Friday, July 12, 2013

Group B readings: Responsiveness

During the last couple months I have been reading and learning about responsiveness. Even though I was not familiarized with this literature, the content of it really aligns with my research perspective.

Ball (1993) talks about the meaning of being a responsive teacher and the impact it can have in the students' learning. She presents a reflection on her own practice while trying to create an intellectually honest learning environment. I think it is important to understand the implications being responsive implies. In order to listen to the student thinking the teacher need to be sensitive to the students ideas. 
I consider the promotion of responsiveness in the classroom responds to a constructivist learning model. By identifying the conceptual models the students articulates during the instruction can allow the teacher to promote further exploration in these to develop a better understanding. While writing this I can not relate this with the extensive studies developed on misconceptions, not referring at them as an obstacle but as an starting point (Smith, DiSessa & Roschelle, 1993). I think responsive teaching is a good reflect on how the identification of the students' cognitive models on the scientific phenomena can be addressed in real time to improve their learning process. For example, Ball while working with elementary students in a responsive learning environment got to understand how their students understand negative numbers operations.

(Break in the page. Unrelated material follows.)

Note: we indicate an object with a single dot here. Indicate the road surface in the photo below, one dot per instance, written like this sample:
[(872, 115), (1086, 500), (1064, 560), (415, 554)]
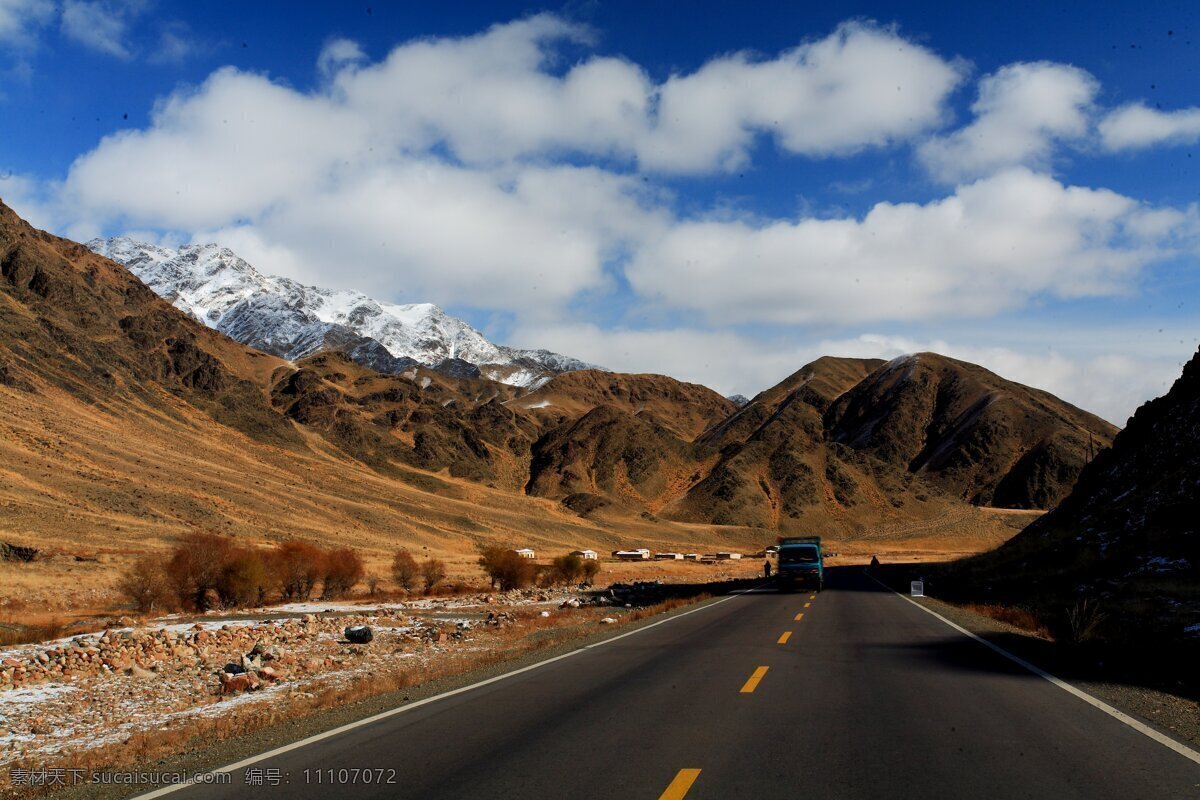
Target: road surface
[(849, 693)]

The students felt free to give further information on their reasoning and question each other. The identification of the students' thinking allow the teacher to modify the activity to address emerging concerns. 
This in-the-moment response takes me to the concern: How can a teacher become a responsive teacher? How can you develop that sensibility that can help you notice the students' ideas? Reading vanEs (2011) helped me to address some of those concerns. I consider learning how to be a responsive teacher can be more difficult than implement a structured activity. VanEs shows that teachers can develop the sensibility to identify or listen carefully to students' ideas. The study shows elementary teachers having regular meetings to examine students' mathematical thinking. All of the teachers involved bring video clips from their own classroom and were asked to find remarkable issues to discuss in the group and to analyze students' thinking. At the beginning the teachers' analysis was more centered in their own practices, focusing their reflection in a general behavior of the class. While they move from a general observation to focus on particular discussions they started to notice more the students' thinking and also relating it to the teacher behavior. This research shows teachers can develop the skills to identify students' thinking, even when it does not address how to react to it in the moment-to-moment interaction. It also reveals the relevance of having a group support during the teachers development in responsiveness. The collaborative discussions allow teachers to learn from each other perspectives.
I would like to finish this blog entry with some reflections on what means to create an responsive classroom. According to Maskiewicz and Winters (2011) a responsive environment requires every participant to be responsive to others' ideas and contribution, it needs to engage the entire classroom community in considering the value in the ideas presented. I had the opportunity to read in a responsiveness conference the following phrase "It is not a diet, it is a lifestyle". I consider being responsive shouldn't be consider the goal for the teacher, but a way to better understand the students' current cognitive state to react to their necessities in real time interventions.
 
  • A.C. Maskiewicz and V. a. Winters, Journal of Research in Science Teaching 49, 429 (2012).
  • E. van Es, "A framework for learning to notice student thinking," in Mathematics teacher noticing: Seeing through teachers' eyes, edited by M. G. Sherin, V. R. Jacobs, and R. A. Philipp (Routledge, New York, 2011), pp. 134-151.